Original array (even size): 1 2 10 2 7 8 
Sorted array (even size): 1 2 2 7 8 10 
Median (chosen) for even size array: 2
Minimum sum of absolute differences for even size array: 22

• Stepwise explanation:

1. Include Headers: Include stdio.h for input/output and stdlib.h for qsort and abs.
2. Comparison Function: Define compareIntegers to be used by qsort. This function dictates the sorting order.
3. Sort the Array: Use qsort to sort the input array in ascending order. This is a crucial step as the median is only defined for a sorted list.
4. Find the Median:
   • If the array size n is odd, the median is arr[n / 2].

• If the array size n is even, any element between arr[n / 2 - 1] and arr[n / 2] (inclusive) will work. The example picks arr[n / 2 - 1].

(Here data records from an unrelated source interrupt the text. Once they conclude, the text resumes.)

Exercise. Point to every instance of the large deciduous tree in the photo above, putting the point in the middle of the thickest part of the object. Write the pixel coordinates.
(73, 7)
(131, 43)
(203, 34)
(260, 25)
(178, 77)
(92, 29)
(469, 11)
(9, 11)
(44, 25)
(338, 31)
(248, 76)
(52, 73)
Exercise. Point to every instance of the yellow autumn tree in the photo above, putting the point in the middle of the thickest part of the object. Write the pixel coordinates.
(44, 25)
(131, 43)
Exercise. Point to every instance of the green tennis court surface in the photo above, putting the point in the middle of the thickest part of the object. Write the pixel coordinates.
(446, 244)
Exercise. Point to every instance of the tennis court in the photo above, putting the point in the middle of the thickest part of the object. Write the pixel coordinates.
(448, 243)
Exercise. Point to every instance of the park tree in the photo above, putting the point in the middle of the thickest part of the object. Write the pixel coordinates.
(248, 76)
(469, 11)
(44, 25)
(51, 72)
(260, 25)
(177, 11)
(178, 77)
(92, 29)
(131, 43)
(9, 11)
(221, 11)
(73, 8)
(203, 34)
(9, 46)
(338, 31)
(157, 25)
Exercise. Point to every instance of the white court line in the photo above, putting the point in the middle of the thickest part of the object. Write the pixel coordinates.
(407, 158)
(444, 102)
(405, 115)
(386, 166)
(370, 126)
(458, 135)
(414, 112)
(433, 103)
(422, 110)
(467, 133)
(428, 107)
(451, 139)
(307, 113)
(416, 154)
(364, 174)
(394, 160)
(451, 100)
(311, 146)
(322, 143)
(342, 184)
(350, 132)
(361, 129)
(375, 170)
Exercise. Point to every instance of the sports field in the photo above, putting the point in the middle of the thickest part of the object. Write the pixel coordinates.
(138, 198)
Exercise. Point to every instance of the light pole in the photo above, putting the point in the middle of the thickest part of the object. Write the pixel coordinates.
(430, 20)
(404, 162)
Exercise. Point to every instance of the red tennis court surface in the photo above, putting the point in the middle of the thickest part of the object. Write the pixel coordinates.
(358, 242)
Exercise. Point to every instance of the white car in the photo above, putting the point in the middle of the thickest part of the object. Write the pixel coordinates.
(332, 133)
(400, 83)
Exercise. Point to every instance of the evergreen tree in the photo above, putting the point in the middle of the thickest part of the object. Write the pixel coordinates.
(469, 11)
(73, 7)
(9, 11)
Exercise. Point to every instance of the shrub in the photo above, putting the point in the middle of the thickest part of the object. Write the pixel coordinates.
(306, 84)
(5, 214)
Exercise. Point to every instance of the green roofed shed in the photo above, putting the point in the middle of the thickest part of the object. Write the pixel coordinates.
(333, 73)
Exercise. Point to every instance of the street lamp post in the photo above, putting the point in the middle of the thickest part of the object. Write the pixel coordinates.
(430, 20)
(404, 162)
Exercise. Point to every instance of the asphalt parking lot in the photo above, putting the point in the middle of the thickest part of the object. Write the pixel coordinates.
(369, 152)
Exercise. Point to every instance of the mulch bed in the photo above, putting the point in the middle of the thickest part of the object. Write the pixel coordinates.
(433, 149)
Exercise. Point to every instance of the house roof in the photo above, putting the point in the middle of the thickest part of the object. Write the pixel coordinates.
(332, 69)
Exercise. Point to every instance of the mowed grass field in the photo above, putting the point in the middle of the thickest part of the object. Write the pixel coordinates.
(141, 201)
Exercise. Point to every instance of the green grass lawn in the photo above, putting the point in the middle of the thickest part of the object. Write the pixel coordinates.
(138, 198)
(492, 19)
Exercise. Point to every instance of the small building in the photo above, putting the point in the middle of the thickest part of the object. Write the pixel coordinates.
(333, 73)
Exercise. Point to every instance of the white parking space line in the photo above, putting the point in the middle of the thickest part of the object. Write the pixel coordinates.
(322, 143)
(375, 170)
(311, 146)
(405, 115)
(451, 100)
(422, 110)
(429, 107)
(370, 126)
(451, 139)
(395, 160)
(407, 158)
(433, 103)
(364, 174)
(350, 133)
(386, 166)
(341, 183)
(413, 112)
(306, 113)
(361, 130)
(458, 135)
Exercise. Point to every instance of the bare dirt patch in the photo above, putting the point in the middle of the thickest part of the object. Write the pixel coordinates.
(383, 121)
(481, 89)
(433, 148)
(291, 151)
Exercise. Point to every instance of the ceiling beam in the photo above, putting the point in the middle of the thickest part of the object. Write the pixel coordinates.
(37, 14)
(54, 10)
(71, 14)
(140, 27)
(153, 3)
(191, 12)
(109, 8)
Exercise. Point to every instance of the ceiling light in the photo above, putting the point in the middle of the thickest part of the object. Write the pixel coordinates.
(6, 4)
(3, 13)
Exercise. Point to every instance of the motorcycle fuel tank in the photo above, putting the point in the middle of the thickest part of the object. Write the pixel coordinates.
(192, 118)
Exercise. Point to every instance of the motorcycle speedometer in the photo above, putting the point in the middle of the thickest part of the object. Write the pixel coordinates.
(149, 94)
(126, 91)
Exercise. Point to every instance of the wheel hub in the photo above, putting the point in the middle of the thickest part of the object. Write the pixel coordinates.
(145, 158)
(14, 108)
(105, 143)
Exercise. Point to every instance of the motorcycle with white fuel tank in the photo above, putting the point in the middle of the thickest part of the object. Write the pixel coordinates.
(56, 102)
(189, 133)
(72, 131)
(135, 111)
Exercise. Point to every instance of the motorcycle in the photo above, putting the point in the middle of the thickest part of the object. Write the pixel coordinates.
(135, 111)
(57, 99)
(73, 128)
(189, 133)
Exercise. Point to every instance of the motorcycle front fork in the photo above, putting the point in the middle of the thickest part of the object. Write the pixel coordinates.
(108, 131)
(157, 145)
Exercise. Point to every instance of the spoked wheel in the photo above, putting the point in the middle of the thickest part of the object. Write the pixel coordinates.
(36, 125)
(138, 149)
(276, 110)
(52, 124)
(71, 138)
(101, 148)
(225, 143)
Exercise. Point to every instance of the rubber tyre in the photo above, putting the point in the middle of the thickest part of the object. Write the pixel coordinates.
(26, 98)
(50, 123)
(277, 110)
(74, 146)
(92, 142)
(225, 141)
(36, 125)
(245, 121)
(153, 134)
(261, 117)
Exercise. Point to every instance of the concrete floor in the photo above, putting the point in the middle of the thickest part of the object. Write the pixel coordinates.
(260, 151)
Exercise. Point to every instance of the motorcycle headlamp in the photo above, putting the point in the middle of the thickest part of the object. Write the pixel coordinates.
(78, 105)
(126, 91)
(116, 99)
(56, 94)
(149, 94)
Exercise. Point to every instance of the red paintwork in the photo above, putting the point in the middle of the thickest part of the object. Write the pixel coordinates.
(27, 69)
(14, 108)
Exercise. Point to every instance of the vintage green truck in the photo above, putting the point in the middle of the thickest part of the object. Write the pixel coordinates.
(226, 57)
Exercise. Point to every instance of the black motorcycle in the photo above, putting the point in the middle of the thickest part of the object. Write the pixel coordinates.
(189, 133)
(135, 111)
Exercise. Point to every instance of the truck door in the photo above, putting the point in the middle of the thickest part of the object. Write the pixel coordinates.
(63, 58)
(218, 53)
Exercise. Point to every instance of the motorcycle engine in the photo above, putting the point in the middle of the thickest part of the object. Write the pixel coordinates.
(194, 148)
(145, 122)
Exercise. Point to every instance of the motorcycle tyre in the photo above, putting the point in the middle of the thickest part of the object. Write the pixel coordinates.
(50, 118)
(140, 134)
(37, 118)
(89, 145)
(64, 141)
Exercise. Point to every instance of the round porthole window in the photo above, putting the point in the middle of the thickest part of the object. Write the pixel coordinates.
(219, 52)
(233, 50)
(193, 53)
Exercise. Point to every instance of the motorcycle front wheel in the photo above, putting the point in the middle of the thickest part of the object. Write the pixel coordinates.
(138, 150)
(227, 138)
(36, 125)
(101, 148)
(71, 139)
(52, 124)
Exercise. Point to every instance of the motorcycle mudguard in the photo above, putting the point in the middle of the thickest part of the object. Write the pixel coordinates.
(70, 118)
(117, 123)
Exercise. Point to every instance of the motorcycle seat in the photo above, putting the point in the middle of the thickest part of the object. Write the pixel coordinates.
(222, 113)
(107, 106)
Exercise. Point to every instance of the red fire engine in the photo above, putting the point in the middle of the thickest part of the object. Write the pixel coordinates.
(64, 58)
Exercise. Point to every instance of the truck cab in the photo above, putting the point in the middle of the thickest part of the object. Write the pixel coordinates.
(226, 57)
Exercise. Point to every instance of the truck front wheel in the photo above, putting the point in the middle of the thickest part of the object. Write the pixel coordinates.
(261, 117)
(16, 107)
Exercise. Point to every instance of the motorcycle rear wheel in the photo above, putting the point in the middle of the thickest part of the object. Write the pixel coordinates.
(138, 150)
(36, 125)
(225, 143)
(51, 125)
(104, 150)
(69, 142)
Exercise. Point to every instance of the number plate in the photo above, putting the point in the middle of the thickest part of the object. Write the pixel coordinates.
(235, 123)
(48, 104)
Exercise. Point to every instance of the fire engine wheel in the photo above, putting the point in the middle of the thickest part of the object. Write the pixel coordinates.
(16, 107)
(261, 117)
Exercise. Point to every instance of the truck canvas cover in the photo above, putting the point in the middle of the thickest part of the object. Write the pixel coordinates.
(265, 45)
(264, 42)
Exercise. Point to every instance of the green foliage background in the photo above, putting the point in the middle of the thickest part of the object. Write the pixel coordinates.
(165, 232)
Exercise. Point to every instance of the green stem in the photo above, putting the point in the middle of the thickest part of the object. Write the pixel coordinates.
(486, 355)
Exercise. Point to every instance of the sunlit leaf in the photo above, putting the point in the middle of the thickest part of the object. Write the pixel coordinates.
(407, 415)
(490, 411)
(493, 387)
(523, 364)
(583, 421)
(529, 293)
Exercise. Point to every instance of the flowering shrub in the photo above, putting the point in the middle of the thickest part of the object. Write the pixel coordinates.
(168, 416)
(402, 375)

1. Calculate Sum: Iterate through the sorted array. For each element arr[i], calculate abs(arr[i] - median) and add it to a running total. Use long long for the sum to accommodate potentially large values.

Conclusion

The problem of finding the minimum sum of absolute differences in an array can be efficiently solved by understanding and applying the property of the median. By sorting the array and selecting its median element as the target X, we guarantee the smallest possible sum of deviations. This approach is not only computationally efficient (dominated by the sorting time, typically O(N log N)) but also robust, making it valuable in various analytical and optimization contexts.

Summary

• Problem: Minimize sum(|arr[i] - X|) for a given array arr.
• Key Insight: The value X that minimizes this sum is the median of the array.
• Solution Steps:

1. Sort the input array in ascending order.
2. Identify the median element. For odd-sized arrays, it's the middle element. For even-sized arrays, either of the two middle elements (or any value between them) serves as the minimizing X.
3. Calculate the sum of absolute differences between each array element and the chosen median.
   • Benefits: This method is efficient, robust to outliers, and has widespread applications in fields like statistics, optimization, and data analysis.